Sunday, March 12, 2023

Country music encourages faster drinking

One wonders just how the research was conducted in the following study; as reported by Associated Press and published in the Edmonton Sun, December 26, 1988:

Phoenix, Arizona--"Wailing, lonesome, self-pitying music" in country western bars makes drinkers there consume alcohol faster, James Schaefer of the University of Minnesota told a recent gathering in Arizona.

The findings came from a 10-year study by Schaefer and a team of other anthropologists of a bar in Missoula, Montana, a lumber and paper-milling town. The survey was supplemented by study of about 2,000 groups in 65 similar saloons in the Minneapolis area over three years.

Schaefer even wrote a country western song on the subject, beginning, "Joe, don't play that country music.
"I drink more, and think sore, and sing right along..."

"No doubt about it," he said, "country and western can be a prescription for trouble among people with little self-control." One reason, he said, is the lyrics' sad songs of lost love, personal freedom, truck driving and the solace of drinking.

The songs and lyrics of Hank Williams, Jimmy Rodgers, Jerry Lee Lewis, Johnny Cash, Merle Haggard, Jerry Jeff Walker, Willie Nelson and Waylon Jennings were particularly powerful drinking inducements, Schaefer found.

Their songs celebrate heavy drinking by making heroes out of drunkards. In contrast, he said, rock 'n' roll singers don't glorify anything or anyone."
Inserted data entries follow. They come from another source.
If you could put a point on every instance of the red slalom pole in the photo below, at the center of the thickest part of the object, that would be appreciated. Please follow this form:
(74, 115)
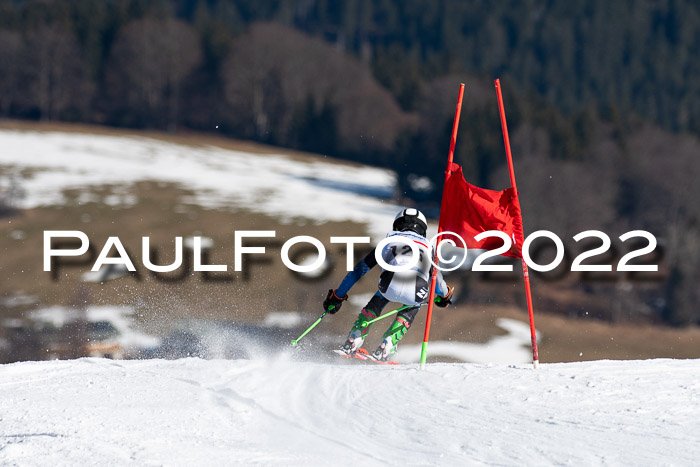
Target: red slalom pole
(433, 278)
(526, 274)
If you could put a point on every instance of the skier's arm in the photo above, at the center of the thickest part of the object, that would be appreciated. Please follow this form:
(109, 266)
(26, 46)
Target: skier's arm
(336, 297)
(361, 268)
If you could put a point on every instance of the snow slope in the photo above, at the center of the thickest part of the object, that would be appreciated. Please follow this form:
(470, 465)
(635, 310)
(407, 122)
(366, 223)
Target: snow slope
(281, 411)
(221, 178)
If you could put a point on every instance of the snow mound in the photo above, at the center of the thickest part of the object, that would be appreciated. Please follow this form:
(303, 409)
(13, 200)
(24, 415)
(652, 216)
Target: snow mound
(288, 412)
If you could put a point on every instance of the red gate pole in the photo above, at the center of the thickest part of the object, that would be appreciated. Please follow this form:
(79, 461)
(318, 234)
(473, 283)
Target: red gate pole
(433, 279)
(526, 274)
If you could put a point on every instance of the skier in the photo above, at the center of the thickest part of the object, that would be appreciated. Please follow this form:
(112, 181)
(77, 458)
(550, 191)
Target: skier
(410, 288)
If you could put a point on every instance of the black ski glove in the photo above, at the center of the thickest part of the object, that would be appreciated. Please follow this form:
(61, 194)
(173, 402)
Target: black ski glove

But in the country western bars, slower music went with faster drinking. "Hard drinkers prefer listening to slower-paced, wailing, lonesome, self-pitying music during slow times in the bar," said Shaefer. "They seemed to prefer bold, macho, strong-beat-based music when the action in the bar picks up."

And they use the music as a "mood selection device"--picking out three or four songs on a jukebox, he said. "The music maintains the normative flow of emotions and the rhythm of activity--like the sound track in a movie."

"As the mood and tempo of the songs filtered through the bar, key actors could be seen changing the level and intensity of their drinking activity."